Il rovescio della medaglia dell’importanza che, negli ultimi anni, hanno assunto le tematiche legate alla sostenibilità costituisce il fenomeno del Greenwashing, o ambientalismo di facciata, che consiste in una strategia di comunicazione aziendale volta a presentare in modo falso o esagerato l’impegno dell’impresa a favore dell’ambiente, oppure in una strategia di comunicazione mirata a sopravvalutare le prestazioni ambientali dei propri prodotti.
Data l’ampia diffusione di questa pratica scorretta, tutti i Paesi sviluppati del mondo si sono mobilitati per introdurre misure volte a contrastarla. Nel corso del secondo capitolo verranno presentate le misure anti Greenwashing introdotte dall’Unione Europea (con un focus su Italia e Francia), dagli Stati Uniti d’America e dal Regno Unito, per tutelare aziende e consumatori.
Tutte le riflessioni fatte saranno accompagnate dall’esposizione di casi reali di Greenwashing che hanno colpito grandi aziende, quali: Eni, Volkswagen e Ryanair.
Infine, il terzo capitolo del mio elaborato tratta il fenomeno del Greenwashing nel settore petrolifero e del gas. Nonostante questa sia l’industria più inquinante al mondo, le major petrolifere di tutto il mondo si dichiarano attente alla salvaguardia dell’ambiente, a tal punto che alcune di esse hanno affermato di trasformarsi, nel giro di pochi anni, in aziende di energia pulita.

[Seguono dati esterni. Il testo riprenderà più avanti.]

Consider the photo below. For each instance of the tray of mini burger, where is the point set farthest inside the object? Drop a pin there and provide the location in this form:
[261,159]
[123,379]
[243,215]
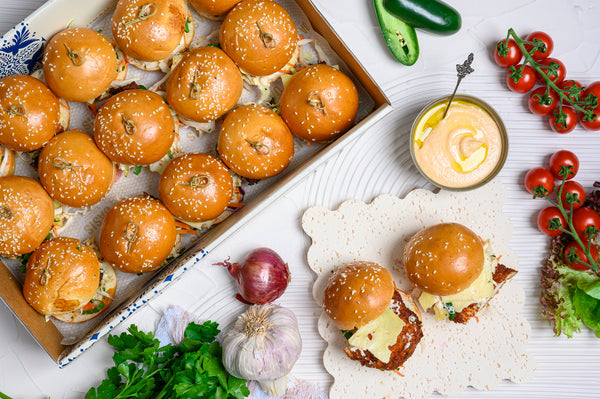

Tuttavia, le parole non bastano: ce lo dimostra uno studio giapponese, illustrato nel terzo capitolo, che analizza le parole, le strategie e gli investimenti sostenuti da quattro delle major petrolifere (Chevron, ExxonMobil, BP e Shell), per quanto riguarda il loro processo di transizione verso l'energia pulita. Lo studio si basa su dati raccolti in un lasso di tempo di dodici anni (2009-2020) e ci illustra come l’aumento delle parole contenute nei report aziendali relative alla decarbonizzazione e alla transizione energetica non coincida con le azioni implementate e con gli investimenti effettuati dalle stesse aziende.
La conclusione che possiamo trarre è che, fino a quando le azioni e gli investimenti effettuati dalle aziende, nell’ambito della sostenibilità, non saranno allineati alle parole spese e agli impegni presi, si continuerà a sentire parlare di Greenwashing.